Im Sinne guter Wissenschaftlichkeit täte für die Aufarbeitung und Geschichtsschreibung der Reproduktionsmedizin ein weniger persönlich verstrickter Blick von Dritten gut – oder zumindest eine transparente, selbstkritische persönliche Darstellung.
Ausblick
Die Hintergründe der Veröffentlichung dieses Artikels in dem renommierten Fachjournal sind uns nicht bekannt. Bleibt nur zu hoffen, dass dadurch keine Rehabilitation von Herrn Prof. Dr. Katzorkes Fehlverhalten beabsichtigt war und ihm auch nicht die Deutungshoheit über die Geschichte der deutschen Reproduktionsmedizin zuerkannt werden sollte. Vielleicht gelingt es den gegenwärtigen VertreterInnen der Reproduktionsmedizin, den Artikel als Einstieg in eine kritische Diskussion zu nutzen, vor allem innerhalb der ärztlichen Fachverbände und Arbeitskreise (wie sie bspw. die Reproduktionsmedizinerin und Vorstandsmitglied der Arbeitsgemeinschaft der Ärztinnen in der Reproduktionsmedizin und Endokrinologie Julia Bartley fordert.
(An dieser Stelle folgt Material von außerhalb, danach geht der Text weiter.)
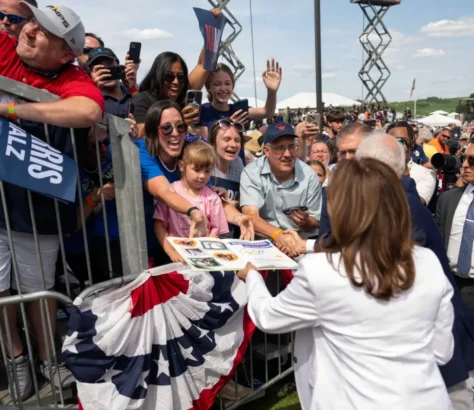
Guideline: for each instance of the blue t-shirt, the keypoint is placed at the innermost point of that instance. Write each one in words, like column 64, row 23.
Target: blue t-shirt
column 151, row 168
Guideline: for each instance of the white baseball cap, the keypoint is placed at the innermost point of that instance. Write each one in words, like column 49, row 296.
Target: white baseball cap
column 63, row 23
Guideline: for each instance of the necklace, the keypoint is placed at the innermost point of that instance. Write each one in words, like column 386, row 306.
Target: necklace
column 164, row 165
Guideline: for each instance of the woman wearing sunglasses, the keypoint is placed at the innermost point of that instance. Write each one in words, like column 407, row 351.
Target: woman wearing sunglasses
column 220, row 86
column 13, row 16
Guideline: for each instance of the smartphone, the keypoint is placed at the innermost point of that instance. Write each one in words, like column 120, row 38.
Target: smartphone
column 194, row 98
column 241, row 105
column 117, row 72
column 134, row 52
column 131, row 109
column 288, row 211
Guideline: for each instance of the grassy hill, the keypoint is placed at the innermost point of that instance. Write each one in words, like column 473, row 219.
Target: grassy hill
column 426, row 106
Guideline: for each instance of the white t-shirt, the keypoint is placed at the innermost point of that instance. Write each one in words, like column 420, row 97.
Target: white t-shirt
column 425, row 180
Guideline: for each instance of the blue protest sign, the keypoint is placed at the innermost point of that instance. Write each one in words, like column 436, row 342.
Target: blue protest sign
column 31, row 163
column 211, row 28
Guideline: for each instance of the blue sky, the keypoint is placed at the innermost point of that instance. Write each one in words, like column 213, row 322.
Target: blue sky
column 432, row 41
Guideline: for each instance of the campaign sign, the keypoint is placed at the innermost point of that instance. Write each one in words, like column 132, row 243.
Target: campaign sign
column 211, row 28
column 31, row 163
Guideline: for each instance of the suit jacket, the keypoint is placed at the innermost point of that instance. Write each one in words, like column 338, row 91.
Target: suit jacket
column 445, row 209
column 427, row 234
column 360, row 352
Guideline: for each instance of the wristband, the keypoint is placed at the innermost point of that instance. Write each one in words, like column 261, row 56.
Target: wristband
column 11, row 111
column 90, row 202
column 190, row 210
column 276, row 233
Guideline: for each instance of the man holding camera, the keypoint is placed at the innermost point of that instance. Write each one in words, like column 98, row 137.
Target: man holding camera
column 118, row 83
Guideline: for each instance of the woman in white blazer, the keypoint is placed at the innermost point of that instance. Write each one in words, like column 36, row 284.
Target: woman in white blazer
column 372, row 311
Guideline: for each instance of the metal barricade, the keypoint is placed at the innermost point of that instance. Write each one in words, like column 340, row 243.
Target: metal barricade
column 133, row 250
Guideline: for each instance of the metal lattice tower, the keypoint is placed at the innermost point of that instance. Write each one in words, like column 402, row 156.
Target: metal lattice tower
column 375, row 39
column 226, row 51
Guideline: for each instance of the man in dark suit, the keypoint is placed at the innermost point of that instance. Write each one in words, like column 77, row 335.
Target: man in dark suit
column 455, row 218
column 456, row 372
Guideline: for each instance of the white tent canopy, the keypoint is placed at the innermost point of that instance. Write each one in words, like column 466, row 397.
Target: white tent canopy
column 439, row 112
column 438, row 120
column 304, row 100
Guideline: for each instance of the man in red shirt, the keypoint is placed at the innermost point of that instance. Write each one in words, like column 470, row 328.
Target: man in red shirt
column 42, row 57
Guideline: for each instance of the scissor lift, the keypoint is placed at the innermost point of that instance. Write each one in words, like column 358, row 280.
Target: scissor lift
column 226, row 51
column 375, row 39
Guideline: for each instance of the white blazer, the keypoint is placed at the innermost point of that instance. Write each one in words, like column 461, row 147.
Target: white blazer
column 353, row 351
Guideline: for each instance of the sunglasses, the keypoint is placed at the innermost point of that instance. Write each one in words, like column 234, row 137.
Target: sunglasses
column 170, row 77
column 226, row 124
column 13, row 18
column 167, row 128
column 103, row 143
column 87, row 50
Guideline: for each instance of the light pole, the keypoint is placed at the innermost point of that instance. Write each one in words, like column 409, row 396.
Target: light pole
column 317, row 38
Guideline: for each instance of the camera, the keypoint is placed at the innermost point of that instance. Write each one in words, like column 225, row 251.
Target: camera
column 117, row 72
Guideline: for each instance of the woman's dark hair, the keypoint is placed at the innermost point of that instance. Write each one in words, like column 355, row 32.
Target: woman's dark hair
column 154, row 81
column 408, row 127
column 220, row 67
column 371, row 227
column 152, row 122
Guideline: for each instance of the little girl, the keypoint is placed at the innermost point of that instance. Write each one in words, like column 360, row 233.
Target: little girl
column 196, row 167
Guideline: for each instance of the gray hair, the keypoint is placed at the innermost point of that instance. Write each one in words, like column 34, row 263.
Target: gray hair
column 386, row 149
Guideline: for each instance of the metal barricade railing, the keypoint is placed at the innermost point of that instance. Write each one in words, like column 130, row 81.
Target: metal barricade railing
column 133, row 248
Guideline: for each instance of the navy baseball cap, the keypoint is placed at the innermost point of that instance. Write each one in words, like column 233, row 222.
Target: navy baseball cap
column 277, row 130
column 101, row 52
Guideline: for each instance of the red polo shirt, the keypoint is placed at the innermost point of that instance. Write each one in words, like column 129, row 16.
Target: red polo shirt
column 72, row 81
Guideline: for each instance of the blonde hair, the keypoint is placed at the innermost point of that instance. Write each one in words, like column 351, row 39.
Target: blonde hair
column 199, row 154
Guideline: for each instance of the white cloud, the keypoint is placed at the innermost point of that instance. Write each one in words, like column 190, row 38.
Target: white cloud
column 147, row 34
column 429, row 52
column 463, row 27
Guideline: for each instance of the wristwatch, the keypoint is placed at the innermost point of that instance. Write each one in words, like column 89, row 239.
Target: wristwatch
column 190, row 210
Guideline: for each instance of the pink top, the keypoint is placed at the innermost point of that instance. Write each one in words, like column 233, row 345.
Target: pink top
column 208, row 202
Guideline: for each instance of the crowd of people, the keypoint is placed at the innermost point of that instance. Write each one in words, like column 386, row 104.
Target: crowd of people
column 384, row 307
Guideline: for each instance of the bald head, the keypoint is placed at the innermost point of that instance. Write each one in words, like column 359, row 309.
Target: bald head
column 386, row 149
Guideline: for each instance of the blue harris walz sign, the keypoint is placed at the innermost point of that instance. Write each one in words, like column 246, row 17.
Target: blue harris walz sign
column 31, row 163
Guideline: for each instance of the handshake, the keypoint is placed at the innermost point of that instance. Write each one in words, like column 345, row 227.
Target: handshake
column 290, row 243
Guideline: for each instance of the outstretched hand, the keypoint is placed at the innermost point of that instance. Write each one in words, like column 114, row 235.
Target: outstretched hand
column 272, row 75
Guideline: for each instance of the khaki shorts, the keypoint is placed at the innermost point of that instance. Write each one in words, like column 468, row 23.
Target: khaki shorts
column 29, row 270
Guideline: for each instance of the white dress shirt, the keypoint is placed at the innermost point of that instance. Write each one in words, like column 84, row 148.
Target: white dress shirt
column 355, row 352
column 455, row 236
column 425, row 180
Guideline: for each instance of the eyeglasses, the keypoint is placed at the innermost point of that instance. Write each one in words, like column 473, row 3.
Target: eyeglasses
column 403, row 141
column 346, row 152
column 470, row 160
column 170, row 77
column 13, row 18
column 103, row 143
column 226, row 124
column 281, row 149
column 87, row 50
column 168, row 127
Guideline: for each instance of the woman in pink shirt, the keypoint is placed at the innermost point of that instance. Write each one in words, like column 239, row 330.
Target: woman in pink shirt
column 196, row 167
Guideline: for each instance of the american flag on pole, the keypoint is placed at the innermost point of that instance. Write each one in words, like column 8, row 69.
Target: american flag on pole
column 170, row 340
Akteure mit einer moralischen Haltung wie jener Katzorkes schaden eher dem Ansehen dieses medizinischen Zweiges. Der Verein Spenderkinder hofft weiterhin, dass Herr Prof. Dr. Katzorke (und andere Reproduktionsmediziner) eines Tages Verantwortung für ihre Grenzüberschreitungen in der Vergangenheit übernehmen und zumindest heute die Rechte von Spenderkindern anerkennen.